As before, we must label encode the target variable.

The complete example of creating a one-hot encoding transform of the breast cancer dataset and summarizing the result is listed below.

In [None]:
# define the location of the dataset
url = 'https://media.githubusercontent.com/media/aurimas13/CodeAcademy-AI-Course/main/Examples/Data/medical.csv'
# load the dataset
dataset = read_csv(url, header=None)
# retrieve the array of data
data = dataset.values
# seperate intp input and output columns
X = data[:, :-1].astype(str)
y = data[:, -1].astype(str)
# one hot encpode input variables
onehot_encoder = OneHotEncoder(sparse=False)
X = onehot_encoder.fit_transform(X)
# label encode target variable
label_encoder = LabelEncoder()
y = label_encoder.fit_transform(y)
# summarize the transformed data
print('Input', X.shape)
print(X[:5, :])

Input (286, 43)
[[0. 0. 1. 0. 0. 0. 0. 0. 1. 0. 0. 1. 0. 0. 0. 0. 0. 0. 0. 0. 1. 0. 0. 0.
  0. 0. 0. 0. 1. 0. 0. 0. 1. 0. 1. 0. 0. 1. 0. 0. 0. 1. 0.]
 [0. 0. 0. 1. 0. 0. 1. 0. 0. 0. 0. 1. 0. 0. 0. 0. 0. 0. 0. 0. 1. 0. 0. 0.
  0. 0. 0. 1. 0. 0. 1. 0. 0. 0. 1. 1. 0. 0. 0. 0. 0. 1. 0.]
 [0. 0. 0. 1. 0. 0. 1. 0. 0. 0. 0. 0. 0. 0. 0. 1. 0. 0. 0. 0. 1. 0. 0. 0.
  0. 0. 0. 1. 0. 0. 0. 1. 0. 1. 0. 0. 1. 0. 0. 0. 0. 1. 0.]
 [0. 0. 1. 0. 0. 0. 0. 0. 1. 0. 0. 0. 0. 0. 0. 1. 0. 0. 0. 0. 1. 0. 0. 0.
  0. 0. 0. 0. 1. 0. 0. 0. 1. 0. 1. 0. 1. 0. 0. 0. 0. 0. 1.]
 [0. 0. 1. 0. 0. 0. 0. 0. 1. 0. 0. 0. 0. 0. 1. 0. 0. 0. 0. 0. 0. 0. 0. 0.
  1. 0. 0. 0. 1. 0. 0. 1. 0. 1. 0. 0. 0. 0. 0. 1. 0. 1. 0.]]

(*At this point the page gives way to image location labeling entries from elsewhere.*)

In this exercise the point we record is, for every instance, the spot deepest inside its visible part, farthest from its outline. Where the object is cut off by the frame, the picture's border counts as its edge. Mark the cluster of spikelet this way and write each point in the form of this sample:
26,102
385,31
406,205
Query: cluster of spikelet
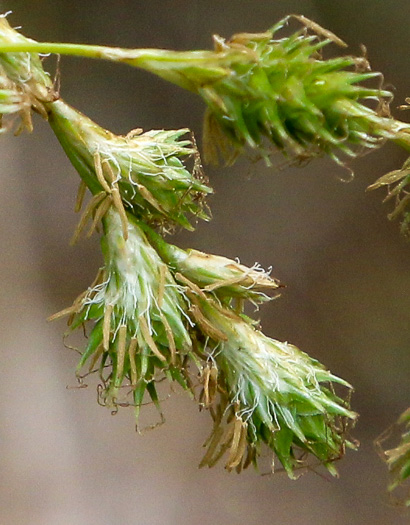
157,311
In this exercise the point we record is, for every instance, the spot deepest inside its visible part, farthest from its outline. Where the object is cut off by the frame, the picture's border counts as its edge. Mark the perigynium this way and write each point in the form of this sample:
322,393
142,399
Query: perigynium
139,322
142,172
227,279
158,311
24,85
258,390
263,391
398,458
397,183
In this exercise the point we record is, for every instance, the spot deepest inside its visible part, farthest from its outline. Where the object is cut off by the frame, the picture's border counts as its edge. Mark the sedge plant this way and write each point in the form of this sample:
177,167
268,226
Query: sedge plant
157,311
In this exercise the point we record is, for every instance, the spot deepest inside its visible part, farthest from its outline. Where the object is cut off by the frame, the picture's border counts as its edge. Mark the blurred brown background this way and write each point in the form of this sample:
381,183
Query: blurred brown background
65,460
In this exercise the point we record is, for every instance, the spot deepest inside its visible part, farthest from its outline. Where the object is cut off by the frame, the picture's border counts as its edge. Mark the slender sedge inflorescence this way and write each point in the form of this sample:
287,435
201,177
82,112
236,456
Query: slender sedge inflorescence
269,92
158,311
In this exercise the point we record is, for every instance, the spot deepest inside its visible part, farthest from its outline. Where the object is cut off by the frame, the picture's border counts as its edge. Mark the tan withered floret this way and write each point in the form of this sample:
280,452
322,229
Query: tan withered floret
215,274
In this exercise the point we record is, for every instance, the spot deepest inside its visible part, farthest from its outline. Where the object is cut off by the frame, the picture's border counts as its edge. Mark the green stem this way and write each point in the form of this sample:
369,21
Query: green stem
162,62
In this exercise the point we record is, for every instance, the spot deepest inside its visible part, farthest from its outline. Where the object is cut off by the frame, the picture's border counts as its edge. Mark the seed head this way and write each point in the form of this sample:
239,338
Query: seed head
137,311
143,170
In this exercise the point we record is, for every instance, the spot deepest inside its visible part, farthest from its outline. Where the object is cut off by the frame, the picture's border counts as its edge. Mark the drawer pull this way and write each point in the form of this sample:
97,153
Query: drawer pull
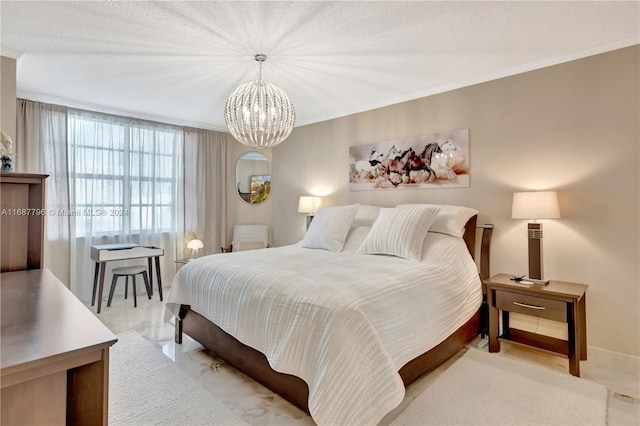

Next, let’s evaluate machine learning on this dataset with this encoding as we did in the previous section.

The encoding is fit on the training set then applied to both train and test sets as before.

In [None]:
# one hot encpode input variables
onehot_encoder = OneHotEncoder()
onehot_encoder.fit(X_train)
X_train = onehot_encoder.transform(X_train)
X_test = onehot_encoder.transform(X_test)

Final push give this:

In [None]:
# define the model
model = LogisticRegression()
# fit on training set 
model.fit(X_train, y_train)
# predict on test set
yhat = model.predict(X_test)
# evaluate predictions
accuracy = accuracy_score(y_test, yhat)
print('Accuracy: %.2f' % (accuracy*100))

Accuracy: 70.53


Running the example prepares the dataset in the correct manner, then evaluates a model fit on the transformed data.

Your specific results may differ given the stochastic nature of the algorithm and evaluation procedure.

In this case, the model achieved a classification accuracy of about 70.53 percent, which is slightly worse than the ordinal encoding in the previous section.